Current progress in cancer research – resulting from the development of 21st-century biology towards embracing the teleological view that recognizes all life as cognitive – proves the necessity of embracing this psychological aspect of nature. Psychology is what distinguishes life from nonlife. Living entities (cells and organisms) actively distinguish self from other during cognitive activities such as decision-making, cooperation, and problem-solving. Nonliving inert matter does not distinguish itself from other, although the self of a nonliving entity is passively determined by cognitive entities who utilize it for their own purposes.
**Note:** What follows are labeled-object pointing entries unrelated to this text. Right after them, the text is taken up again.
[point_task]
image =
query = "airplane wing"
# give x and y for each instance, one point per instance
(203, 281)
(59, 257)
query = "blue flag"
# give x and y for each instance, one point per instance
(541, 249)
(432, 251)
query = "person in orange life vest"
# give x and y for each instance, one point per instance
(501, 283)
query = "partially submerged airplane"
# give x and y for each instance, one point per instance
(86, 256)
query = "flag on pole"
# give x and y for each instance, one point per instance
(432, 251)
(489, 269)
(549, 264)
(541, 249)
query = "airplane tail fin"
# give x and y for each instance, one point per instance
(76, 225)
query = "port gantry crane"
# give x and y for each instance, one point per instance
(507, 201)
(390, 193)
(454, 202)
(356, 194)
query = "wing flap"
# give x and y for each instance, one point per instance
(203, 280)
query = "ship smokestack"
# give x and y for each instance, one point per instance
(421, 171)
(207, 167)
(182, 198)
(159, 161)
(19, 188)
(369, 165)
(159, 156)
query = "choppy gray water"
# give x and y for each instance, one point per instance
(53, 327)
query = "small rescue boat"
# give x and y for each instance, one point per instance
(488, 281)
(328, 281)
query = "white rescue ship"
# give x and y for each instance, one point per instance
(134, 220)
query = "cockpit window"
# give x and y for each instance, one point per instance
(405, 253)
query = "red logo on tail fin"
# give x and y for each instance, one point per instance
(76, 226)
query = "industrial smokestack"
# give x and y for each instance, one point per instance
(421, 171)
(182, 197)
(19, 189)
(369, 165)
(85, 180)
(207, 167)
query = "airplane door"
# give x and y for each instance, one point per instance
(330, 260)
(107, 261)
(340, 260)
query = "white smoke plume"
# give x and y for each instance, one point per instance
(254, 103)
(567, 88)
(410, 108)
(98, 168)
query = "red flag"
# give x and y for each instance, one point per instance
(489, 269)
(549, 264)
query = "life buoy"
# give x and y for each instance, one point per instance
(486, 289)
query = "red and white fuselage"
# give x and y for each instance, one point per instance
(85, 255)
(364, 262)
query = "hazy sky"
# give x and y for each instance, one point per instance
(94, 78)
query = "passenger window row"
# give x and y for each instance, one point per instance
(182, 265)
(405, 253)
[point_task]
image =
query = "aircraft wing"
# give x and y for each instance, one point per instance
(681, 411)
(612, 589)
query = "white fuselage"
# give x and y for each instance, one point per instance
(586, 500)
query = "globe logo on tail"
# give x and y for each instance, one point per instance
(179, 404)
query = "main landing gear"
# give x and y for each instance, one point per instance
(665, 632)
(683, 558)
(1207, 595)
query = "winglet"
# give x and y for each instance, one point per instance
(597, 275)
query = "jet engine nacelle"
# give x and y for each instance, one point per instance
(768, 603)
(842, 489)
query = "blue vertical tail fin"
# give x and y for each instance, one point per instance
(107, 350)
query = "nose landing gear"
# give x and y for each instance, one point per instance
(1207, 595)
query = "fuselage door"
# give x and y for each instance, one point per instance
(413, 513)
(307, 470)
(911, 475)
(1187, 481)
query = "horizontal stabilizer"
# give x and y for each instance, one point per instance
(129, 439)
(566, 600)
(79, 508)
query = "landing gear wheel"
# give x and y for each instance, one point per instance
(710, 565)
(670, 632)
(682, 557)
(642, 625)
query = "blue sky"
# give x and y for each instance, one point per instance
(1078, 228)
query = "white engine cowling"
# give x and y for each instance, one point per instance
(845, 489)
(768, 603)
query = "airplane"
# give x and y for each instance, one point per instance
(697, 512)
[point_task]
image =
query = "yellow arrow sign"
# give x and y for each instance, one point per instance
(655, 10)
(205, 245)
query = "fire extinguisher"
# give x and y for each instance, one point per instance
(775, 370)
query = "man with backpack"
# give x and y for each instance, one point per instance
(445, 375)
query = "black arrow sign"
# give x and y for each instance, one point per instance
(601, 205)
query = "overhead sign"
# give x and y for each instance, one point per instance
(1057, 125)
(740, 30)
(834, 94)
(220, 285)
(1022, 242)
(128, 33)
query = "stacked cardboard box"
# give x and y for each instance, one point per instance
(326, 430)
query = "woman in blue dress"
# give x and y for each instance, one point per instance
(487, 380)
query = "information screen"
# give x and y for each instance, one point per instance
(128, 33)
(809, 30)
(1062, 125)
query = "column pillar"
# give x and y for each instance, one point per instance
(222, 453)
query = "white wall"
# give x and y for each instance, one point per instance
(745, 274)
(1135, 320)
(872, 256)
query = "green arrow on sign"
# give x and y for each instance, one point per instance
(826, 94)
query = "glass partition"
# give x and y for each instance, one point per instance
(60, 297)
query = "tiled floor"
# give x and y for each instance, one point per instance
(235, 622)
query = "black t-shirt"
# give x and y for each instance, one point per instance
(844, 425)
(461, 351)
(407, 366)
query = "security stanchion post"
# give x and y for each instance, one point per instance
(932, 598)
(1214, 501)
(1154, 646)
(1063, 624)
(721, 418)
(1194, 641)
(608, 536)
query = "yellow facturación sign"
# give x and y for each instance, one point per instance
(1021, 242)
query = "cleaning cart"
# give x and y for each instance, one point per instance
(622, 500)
The degree to which cognitive/conscious capacities are fully developed depends on the functions that certain kinds of bodies can accommodate, where such bodies are themselves a result of cognitive activity. The science of spirit is concerned with the further study of this dialectic subject matter and its higher development.
A culture influenced by these spiritual principles emphasizes love and respect for all, humility, tolerance, cooperation, selfless service, and deep consideration of and surrender to the higher purposes belonging to the Organic Whole of which we’re all part. These qualities can be found in the timeless Bhagavat culture of ancient India.